A remarkable characteristic of wood frogs is their capacity to withstand below-freezing temperatures. They hibernate by burrowing in shallow recesses in the ground, and survive cold weather because of "cryoproctectants" in the cells of their body. This is an anti-freeze, as we would recognize, that nature has adapted for this fabulous little amphibian, enabling it to survive temperatures down to 3 degrees Fahrenheit. The whole body of the frog turns to ice, at these temperatures, but vital internal organs are protected by a sugary substance - the cryoprotectant. The heart stops beating entirely below 32 degrees, but the miracle is, when above-freezing temperatures return, the heart and brain resume activity, like a dead battery being jump-started, in perfect step with warming conditions. The Wood Frog then moves on to vigorous breeding and laying copious amounts of eggs, even with a few extra for Bucko... How interesting; what amazing resilience this creature demonstrates.
Pictured below is the Marbled Salamander, also a resident of our wetlands. Marbled Salamanders are very rare, as they call for an especially pristine environment in which to thrive. We are gratified our wetlands meets their discerning approval.

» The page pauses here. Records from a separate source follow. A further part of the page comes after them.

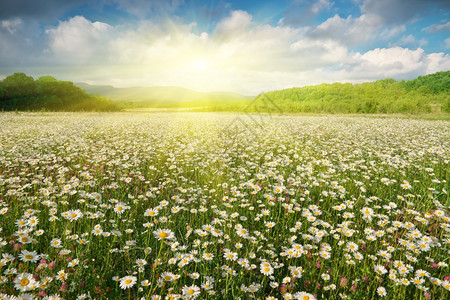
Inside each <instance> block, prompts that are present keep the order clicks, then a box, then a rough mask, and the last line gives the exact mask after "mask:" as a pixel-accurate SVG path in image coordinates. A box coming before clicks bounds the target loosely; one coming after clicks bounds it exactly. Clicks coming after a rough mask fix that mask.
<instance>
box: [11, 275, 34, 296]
mask: <svg viewBox="0 0 450 300" xmlns="http://www.w3.org/2000/svg"><path fill="white" fill-rule="evenodd" d="M36 284H37V283H36V280H34V278H33V275H32V274H29V273H22V274H19V276H17V277H16V278H15V279H14V287H15V288H16V290H18V291H21V292H26V291H29V290H32V289H34V288H36Z"/></svg>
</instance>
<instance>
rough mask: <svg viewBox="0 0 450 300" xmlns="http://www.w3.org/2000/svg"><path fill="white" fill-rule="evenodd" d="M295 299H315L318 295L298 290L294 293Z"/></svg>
mask: <svg viewBox="0 0 450 300" xmlns="http://www.w3.org/2000/svg"><path fill="white" fill-rule="evenodd" d="M294 297H295V299H300V300H315V299H316V297H314V295H312V294H310V293H307V292H297V293H295V294H294Z"/></svg>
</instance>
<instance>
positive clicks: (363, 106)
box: [250, 71, 450, 114]
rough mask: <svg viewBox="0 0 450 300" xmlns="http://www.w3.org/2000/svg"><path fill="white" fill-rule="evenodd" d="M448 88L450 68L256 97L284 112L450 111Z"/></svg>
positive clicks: (261, 108) (327, 112) (283, 91)
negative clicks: (418, 75) (423, 74)
mask: <svg viewBox="0 0 450 300" xmlns="http://www.w3.org/2000/svg"><path fill="white" fill-rule="evenodd" d="M449 92H450V71H446V72H438V73H435V74H431V75H426V76H420V77H418V78H416V79H413V80H408V81H404V80H403V81H396V80H394V79H383V80H378V81H375V82H368V83H362V84H351V83H333V84H320V85H314V86H306V87H302V88H289V89H284V90H280V91H271V92H267V93H264V94H260V95H258V96H257V99H261V100H262V101H266V102H269V101H268V100H270V102H271V103H274V104H275V105H276V106H277V107H278V108H279V109H280V110H282V111H284V112H314V113H317V112H319V113H320V112H326V113H368V114H372V113H386V114H389V113H407V114H424V113H425V114H426V113H449V112H450V93H449ZM255 103H256V102H255ZM266 106H267V107H268V108H269V109H270V105H266ZM255 107H256V106H255ZM256 109H258V108H257V107H256ZM260 109H262V110H264V106H260ZM250 110H251V107H250Z"/></svg>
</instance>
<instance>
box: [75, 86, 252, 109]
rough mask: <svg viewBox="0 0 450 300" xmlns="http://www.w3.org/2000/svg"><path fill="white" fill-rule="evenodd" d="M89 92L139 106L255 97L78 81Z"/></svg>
mask: <svg viewBox="0 0 450 300" xmlns="http://www.w3.org/2000/svg"><path fill="white" fill-rule="evenodd" d="M76 85H77V86H78V87H80V88H82V89H84V90H85V91H86V93H88V94H92V95H100V96H102V97H106V98H108V99H111V100H114V101H120V102H122V103H125V104H126V102H129V103H128V105H129V104H130V102H131V103H134V105H139V106H165V105H169V106H172V105H175V104H180V103H185V104H186V103H197V104H198V103H203V104H205V103H210V102H217V101H239V100H248V99H251V98H253V97H248V96H243V95H240V94H238V93H231V92H209V93H206V92H198V91H194V90H190V89H186V88H182V87H176V86H152V87H130V88H115V87H112V86H110V85H90V84H86V83H76Z"/></svg>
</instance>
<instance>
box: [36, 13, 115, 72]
mask: <svg viewBox="0 0 450 300" xmlns="http://www.w3.org/2000/svg"><path fill="white" fill-rule="evenodd" d="M111 28H112V27H111V26H109V25H108V24H106V23H102V22H90V21H89V20H87V19H86V18H84V17H82V16H75V17H73V18H71V19H70V20H68V21H66V22H60V23H59V25H58V26H57V27H56V28H52V29H47V30H46V31H45V32H46V34H47V35H48V36H49V38H50V50H51V51H52V52H53V53H54V54H56V56H57V57H59V58H61V59H64V60H65V61H66V62H69V61H71V62H73V63H75V64H79V63H80V62H81V63H86V62H88V61H89V60H90V59H92V58H94V59H98V58H99V56H98V55H95V54H96V52H100V51H103V50H102V49H103V48H104V47H105V46H107V43H108V38H109V35H108V31H109V30H110V29H111ZM100 57H101V56H100Z"/></svg>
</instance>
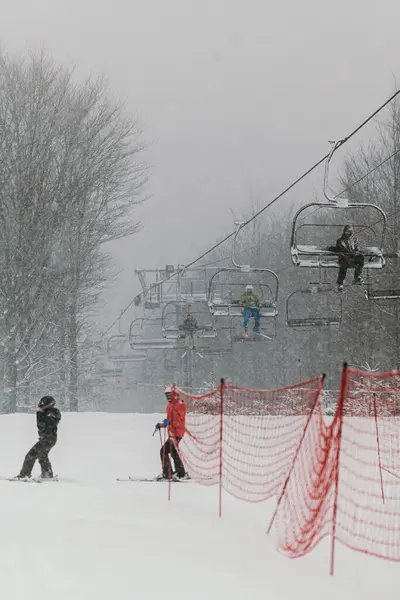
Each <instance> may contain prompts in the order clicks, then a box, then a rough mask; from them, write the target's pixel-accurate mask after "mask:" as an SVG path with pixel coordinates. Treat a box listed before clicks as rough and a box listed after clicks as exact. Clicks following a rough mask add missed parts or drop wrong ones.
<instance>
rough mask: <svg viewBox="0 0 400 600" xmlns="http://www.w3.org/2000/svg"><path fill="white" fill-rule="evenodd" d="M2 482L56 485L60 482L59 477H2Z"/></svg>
mask: <svg viewBox="0 0 400 600" xmlns="http://www.w3.org/2000/svg"><path fill="white" fill-rule="evenodd" d="M0 479H1V480H2V481H19V482H21V483H54V482H55V481H58V475H54V477H51V478H50V477H0Z"/></svg>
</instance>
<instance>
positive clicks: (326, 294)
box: [286, 284, 343, 328]
mask: <svg viewBox="0 0 400 600" xmlns="http://www.w3.org/2000/svg"><path fill="white" fill-rule="evenodd" d="M310 295H312V296H314V297H315V298H317V299H318V305H320V301H321V298H322V297H323V296H325V298H326V304H327V310H326V314H319V312H318V309H319V308H320V307H319V306H318V307H314V306H313V305H312V304H311V303H310V300H309V299H310ZM296 300H297V301H299V302H301V304H302V306H305V307H306V308H307V309H308V312H309V313H311V312H312V313H313V314H312V315H311V316H310V315H309V314H307V316H305V315H304V313H303V314H301V313H302V311H299V312H300V314H299V313H298V312H297V309H298V307H296ZM322 312H323V311H322ZM342 316H343V299H342V294H340V293H339V292H337V291H336V290H334V289H333V288H332V287H327V286H322V285H319V284H316V285H312V284H311V285H310V287H309V288H306V289H301V290H296V291H294V292H292V293H291V294H290V295H289V296H288V297H287V299H286V325H287V326H288V327H292V328H306V327H340V324H341V322H342Z"/></svg>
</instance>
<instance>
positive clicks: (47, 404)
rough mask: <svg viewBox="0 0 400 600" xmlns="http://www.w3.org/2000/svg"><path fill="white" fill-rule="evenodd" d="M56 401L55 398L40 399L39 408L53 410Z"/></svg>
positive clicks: (49, 397) (50, 396)
mask: <svg viewBox="0 0 400 600" xmlns="http://www.w3.org/2000/svg"><path fill="white" fill-rule="evenodd" d="M55 403H56V401H55V400H54V398H53V396H43V398H41V399H40V401H39V404H38V407H39V408H52V407H53V406H54V405H55Z"/></svg>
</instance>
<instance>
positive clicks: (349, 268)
mask: <svg viewBox="0 0 400 600" xmlns="http://www.w3.org/2000/svg"><path fill="white" fill-rule="evenodd" d="M363 266H364V255H363V254H359V253H357V254H348V255H346V256H339V275H338V280H337V283H338V284H339V285H341V284H342V283H343V281H344V280H345V279H346V275H347V269H354V278H355V279H358V278H359V277H361V272H362V269H363Z"/></svg>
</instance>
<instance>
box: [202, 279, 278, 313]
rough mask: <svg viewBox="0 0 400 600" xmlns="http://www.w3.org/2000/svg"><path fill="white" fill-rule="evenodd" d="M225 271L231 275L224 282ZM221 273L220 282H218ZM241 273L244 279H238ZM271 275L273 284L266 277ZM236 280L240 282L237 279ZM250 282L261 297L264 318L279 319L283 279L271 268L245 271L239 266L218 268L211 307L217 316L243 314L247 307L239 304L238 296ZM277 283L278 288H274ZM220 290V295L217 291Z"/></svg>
mask: <svg viewBox="0 0 400 600" xmlns="http://www.w3.org/2000/svg"><path fill="white" fill-rule="evenodd" d="M221 274H227V275H228V277H227V278H226V279H225V280H224V281H223V280H221V279H220V275H221ZM217 276H218V280H217V282H215V280H216V278H217ZM238 276H240V278H241V281H237V278H238ZM267 276H271V277H272V280H273V284H270V283H268V282H267V281H266V277H267ZM235 279H236V281H235ZM246 285H252V286H253V288H255V293H256V294H257V295H258V296H259V298H260V304H261V306H260V317H264V318H267V319H271V318H272V319H273V318H276V317H277V315H278V310H277V307H276V302H277V299H278V291H279V280H278V276H277V275H276V273H274V271H271V270H270V269H261V268H259V269H249V270H246V271H243V270H241V269H236V268H224V269H220V270H219V271H217V272H216V273H215V274H214V275H213V277H211V279H210V284H209V292H208V306H209V310H210V313H211V314H212V315H213V316H214V317H229V318H233V317H243V308H242V307H241V306H239V303H238V300H237V299H234V295H235V296H238V295H239V294H240V292H241V289H243V288H245V287H246ZM272 286H274V287H272ZM217 290H218V292H219V293H218V294H216V291H217Z"/></svg>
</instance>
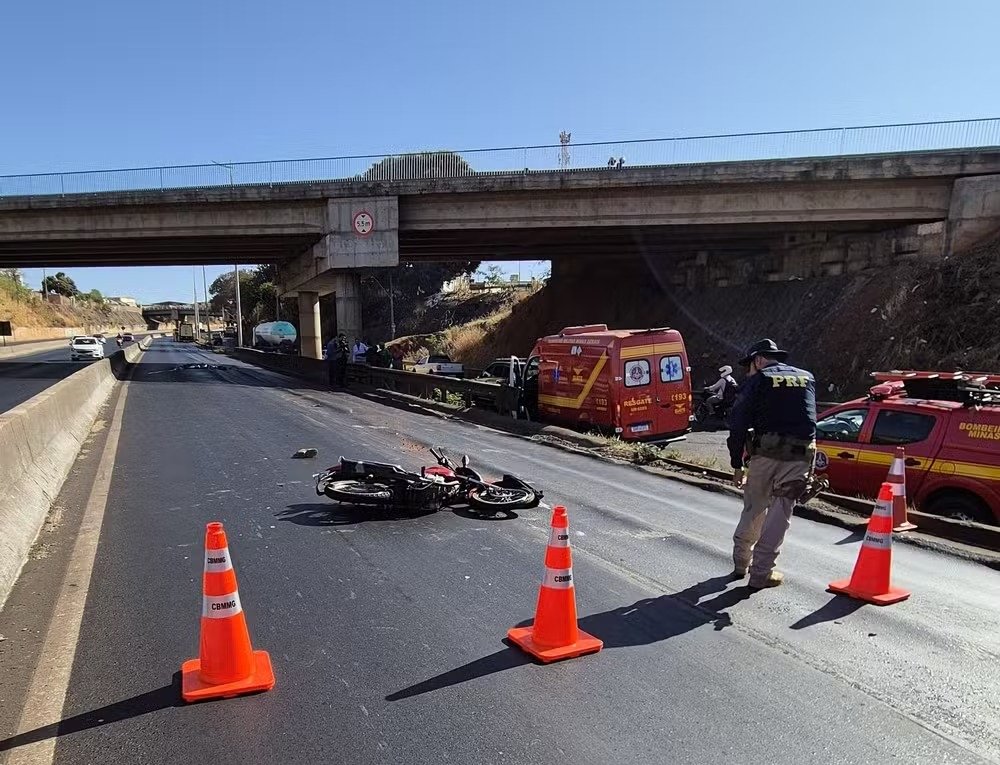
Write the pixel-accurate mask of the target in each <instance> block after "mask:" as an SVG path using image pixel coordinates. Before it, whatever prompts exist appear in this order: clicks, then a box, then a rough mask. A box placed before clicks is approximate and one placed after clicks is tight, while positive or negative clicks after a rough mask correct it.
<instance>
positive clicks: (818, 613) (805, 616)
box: [791, 595, 864, 630]
mask: <svg viewBox="0 0 1000 765" xmlns="http://www.w3.org/2000/svg"><path fill="white" fill-rule="evenodd" d="M863 605H864V601H862V600H855V599H854V598H849V597H847V596H846V595H834V596H833V597H832V598H831V599H830V601H829V602H828V603H827V604H826V605H824V606H821V607H820V608H818V609H817V610H815V611H813V612H812V613H811V614H806V615H805V616H803V617H802V618H801V619H799V620H798V621H797V622H795V624H793V625H792V627H791V628H792V629H793V630H801V629H805V628H806V627H812V626H814V625H816V624H822V623H823V622H832V621H833V620H834V619H840V618H842V617H844V616H850V615H851V614H853V613H854V612H855V611H857V610H858V609H859V608H861V606H863Z"/></svg>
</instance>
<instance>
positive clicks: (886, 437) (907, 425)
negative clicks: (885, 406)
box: [872, 409, 937, 446]
mask: <svg viewBox="0 0 1000 765" xmlns="http://www.w3.org/2000/svg"><path fill="white" fill-rule="evenodd" d="M935 422H937V420H936V419H935V418H934V417H932V416H931V415H929V414H917V413H916V412H901V411H899V410H898V409H883V410H882V411H881V412H879V413H878V419H876V420H875V428H874V430H872V443H873V444H889V445H893V446H895V445H898V444H915V443H918V442H920V441H923V440H924V439H926V438H927V436H929V435H930V434H931V431H932V430H934V423H935Z"/></svg>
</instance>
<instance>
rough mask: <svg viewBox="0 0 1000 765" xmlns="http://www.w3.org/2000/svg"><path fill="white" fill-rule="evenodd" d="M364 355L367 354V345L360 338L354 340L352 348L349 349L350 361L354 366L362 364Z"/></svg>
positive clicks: (355, 338) (357, 337) (367, 346)
mask: <svg viewBox="0 0 1000 765" xmlns="http://www.w3.org/2000/svg"><path fill="white" fill-rule="evenodd" d="M366 353H368V344H367V343H365V342H364V341H363V340H362V339H361V338H360V337H356V338H354V347H353V348H352V349H351V361H352V362H353V363H355V364H364V363H365V354H366Z"/></svg>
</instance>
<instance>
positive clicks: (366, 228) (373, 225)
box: [353, 210, 375, 236]
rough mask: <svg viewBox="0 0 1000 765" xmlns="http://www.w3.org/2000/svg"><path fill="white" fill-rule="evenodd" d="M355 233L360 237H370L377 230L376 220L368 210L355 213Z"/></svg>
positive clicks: (354, 213) (353, 225) (354, 225)
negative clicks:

Amphibians are ecological canaries-in-the-coal-mine. When they disappear or show mutations on the body, the environment is proving toxic to them and, odds are, to the rest of the local eco-system.
The relevance of amphibians thriving in the same environment as food produced for your consumption is you know the environment is clean. It is not struggling with air or water pollution, as can be the case in urban and suburban locations. Plenty of rural locations are polluted by management, but ours is not.
We work hard to maintain the highest standards of ecological health for our farm. We are not subject to air pollution; our pastures are certified organic; fertility of pastures is rising rapidly; and amphibians are thriving in our wetlands. This is the context of the grass-based foods you purchase from us. When you do so, you are not only validating our work but you are intentionally casting a vote for clean eco-systems. It may seem obvious, but without clean eco-systems, truly clean water and truly clean food can not be produced.
Customers through the Hyde Park Farmers Market are helping to keep a landscape clean in a corner of Pike County, which speaks to the power of the marketplace. Thank you for being intentional. Thank you for your support.
I thought you might be interested in the picture below of hogs dining last week, while flood-waters encircled their island. We have been wanting to move them to their next woodlot, but alternating conditions of flooding and freezing have kept them happily marooned where they are. Next week they will migrate.
As Saint Patrick's Day returns to the line-up of reasons to celebrate, we all become Irish. Susan has Kellys and Moriarities in her bloodstream, so her culinary hand is always inspired on this day of celebration. Inspiration delivered to us last evening: beef brisket and "colcannon". Most of us have never heard of colcannon, but it is apparently a traditional Irish dish of mashed potatoes mixed with shredded cabbage and some cream. As odd as that sounds, it is delicious, giving the mashed potatoes a lively accent. Check out the brisket below, cooked for 14 hours at 200 degrees. It was meltingly tender. And the fat, generated entirely from grass, was silken and sweet. Truly like fish-fat. For those of us who love grassfed fat, brisket fat is the best of all.
We will see you at Clark Montessori this Sunday. Easter is a month away; if you are interested in extra lamb for the occasion, let us know, so we may be prepared. We will not be at Findlay this weekend. We have scheduled a drop-off at Milford for April 5, so please submit on-line orders for that delivery by Monday the 3rd.
We may each be as discerning as the Marbled Salamander and as resilient as the Wood Frog!